From Disney to Nexstar, Media Shares Fall on TV Advertising ConcernBy
Time Warner, Sinclair give ad outlooks short of expectations
Disney, Fox, CBS, Viacom drop on Timer Warner’s ad outlook
Another quarter, another big selloff in media stocks fueled by TV advertising fears.
Shares of cable-network owners and local broadcasters dropped Wednesday after Time Warner Inc. and Sinclair Broadcast Group Inc. gave ad sales forecasts that fell short of analysts’ expectations. Three months ago, a decline in first-quarter ad revenue at Time Warner’s Turner division sent media stocks tumbling.
Shares of Walt Disney Co., 21st Century Fox Inc., CBS Corp. and Viacom Inc. all sank after Time Warner reported results early Wednesday. Other broadcast station owners, like Gray Television Inc. and Nexstar Media Group Inc., fell on a similarly bleak outlook from Sinclair.
It was two years ago this week when Disney sparked a media stock meltdown by lowering growth expectations at ESPN. That caused a panic on Wall Street about subscriber losses from “cord-cutting” -- households getting rid of cable in favor of watching video online. Now, investors are wary that the other way that TV networks make money -- advertising -- is in decline because there are fewer viewers.
Time Warner said Wednesday that it expects third-quarter advertising sales at its Turner channels, which include TBS and TNT, to decline “in the low single digits” from a year earlier, due to ratings declines.
Time Warner’s advertising outlook for the third quarter is “surprisingly soft,” said Barton Crockett, an analyst at FBR Capital Markets & Co. He said CNN’s audience boost from high interest in the news cycle has not made up for ratings declines at other Time Warner networks.
“This was lighter than we previously anticipated for Turner in particular, but consistent with our general market view,” said Brian Wieser, an analyst at Pivotal Research Group.
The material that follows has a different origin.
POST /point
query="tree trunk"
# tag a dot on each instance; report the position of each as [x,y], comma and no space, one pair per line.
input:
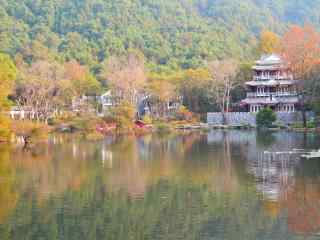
[303,111]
Shares of Time Warner were little changed because the company is in the process of being acquired by AT&T Inc. for $85.4 billion.
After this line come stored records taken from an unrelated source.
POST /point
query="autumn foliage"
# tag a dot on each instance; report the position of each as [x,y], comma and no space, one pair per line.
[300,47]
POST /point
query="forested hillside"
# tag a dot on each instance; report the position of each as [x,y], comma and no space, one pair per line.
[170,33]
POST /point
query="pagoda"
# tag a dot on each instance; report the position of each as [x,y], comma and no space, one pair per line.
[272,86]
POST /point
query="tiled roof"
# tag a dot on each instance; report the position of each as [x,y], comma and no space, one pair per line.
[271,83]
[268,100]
Sinclair, meanwhile, said Wednesday that second-quarter ad revenue, excluding political ads, was down slightly and it expects third-quarter advertising revenue to be “flat to up” low single digits. Wells Fargo & Co. analyst Marci Ryvicker, who expected a 3 percent boost in ad sales next quarter, called the company’s guidance “soft.”
Sinclair is the nation’s largest owner of broadcast TV stations and is awaiting approval to acquire Tribune Media Co. “We believe we are guiding for some of the best performances in the industry,” said Steve Marks, chief operating officer of Sinclair’s television group.
The sobering outlook from Time Warner and Sinclair came on the heels of a dismal report Monday from Scripps Networks Interactive Inc. The owner of HGTV and Food Network saw ratings declines last quarter, forcing it to cut its revenue and earnings forecasts for the year.
Like Time Warner and Sinclair, Scripps is contending with the television industry’s woes by seeking strength in numbers. The company also announced on Monday that it’s being sold to another cable-network owner, Discovery Communications Inc.